Kenyan Online Betting Operators Sportpesa and Betin Sue Government Over Industry Shutdown

Posted on: July 22, 2019, 09:41h. 

Last updated on: July 22, 2019, 11:15h.

Kenya’s top two online betting companies, Sportpesa and Betin, have initiated legal action against the country’s government and biggest telecommunications provider, as they push back against the state’s dramatic shutdown of the industry.

Sportpesa CEO Ronald Karauri has denied government claims that his company has not been paying its fair share of taxes, even going so far as to publish the company’s finances in national newspapers. (Image: Ronald Karauri/ jolygram)

Earlier this month, the state ordered Kenyan telecoms giant, Safaricom, to block M-Pesa pay-bill numbers and SMS short codes for 27 betting companies, including Sportpesa and Betin.

In a largely unbanked society, the online gambling industry is sustained by the M-Pesa e-wallet, which allows Kenyans to load money onto their phones and make digital transactions. The operators rely on the pay-bill numbers and short codes allocated to them by Safaricom-owned M-Pesa to facilitate deposits and payouts.

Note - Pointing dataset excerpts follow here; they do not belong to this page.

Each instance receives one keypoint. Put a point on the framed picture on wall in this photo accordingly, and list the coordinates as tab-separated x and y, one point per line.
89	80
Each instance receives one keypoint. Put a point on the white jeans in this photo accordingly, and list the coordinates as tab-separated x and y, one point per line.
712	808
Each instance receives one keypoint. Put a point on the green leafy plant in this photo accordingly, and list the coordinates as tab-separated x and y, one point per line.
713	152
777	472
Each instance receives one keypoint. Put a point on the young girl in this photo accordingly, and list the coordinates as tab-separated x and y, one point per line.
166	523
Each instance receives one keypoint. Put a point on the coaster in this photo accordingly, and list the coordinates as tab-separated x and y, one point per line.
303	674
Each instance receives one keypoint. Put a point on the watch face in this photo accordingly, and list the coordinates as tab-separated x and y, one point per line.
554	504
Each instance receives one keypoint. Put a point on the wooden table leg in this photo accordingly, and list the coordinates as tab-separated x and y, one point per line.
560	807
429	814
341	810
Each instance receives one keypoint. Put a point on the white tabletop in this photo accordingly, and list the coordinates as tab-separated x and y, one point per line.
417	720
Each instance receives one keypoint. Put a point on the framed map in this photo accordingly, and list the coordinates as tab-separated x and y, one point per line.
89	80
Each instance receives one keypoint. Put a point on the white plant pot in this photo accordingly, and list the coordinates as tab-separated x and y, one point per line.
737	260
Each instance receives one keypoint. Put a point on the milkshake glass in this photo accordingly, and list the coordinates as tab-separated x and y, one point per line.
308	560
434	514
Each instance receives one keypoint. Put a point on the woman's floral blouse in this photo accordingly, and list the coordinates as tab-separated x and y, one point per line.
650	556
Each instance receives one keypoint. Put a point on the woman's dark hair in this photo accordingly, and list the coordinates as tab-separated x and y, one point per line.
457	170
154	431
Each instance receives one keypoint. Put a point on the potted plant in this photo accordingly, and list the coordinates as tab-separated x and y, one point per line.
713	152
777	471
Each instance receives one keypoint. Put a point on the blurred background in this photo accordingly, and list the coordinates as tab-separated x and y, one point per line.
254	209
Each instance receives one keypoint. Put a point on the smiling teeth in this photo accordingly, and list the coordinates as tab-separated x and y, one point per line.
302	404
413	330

On July 10, Kenya’s Betting Control and Licensing Board (BCLB) announced some 12 million Kenyans had 48 hours to withdraw their funds before Safaricom switched off the codes.

The government took the nuclear option after it claimed the betting industry had not been paying its fair share of taxes, an allegation the industry denies.

Imprison Regulator, Says Sportpesa Suit

And now it’s fighting back. Last week, Sportpesa and Betin filed lawsuits against the government, arguing that the shutdown was illegal because they both had court orders allowing them to continue their operations, despite the state refusing to renew their licenses at the beginning of the month.

Their complaints ask for the suspension of pay-bill numbers to be lifted and calls for the chairman of the BCLB to be fined or imprisoned for ordering the shutdown, in violation of a court order.

Additionally, SportPesa is suing the government for compensation for earnings lost since the numbers were switched off.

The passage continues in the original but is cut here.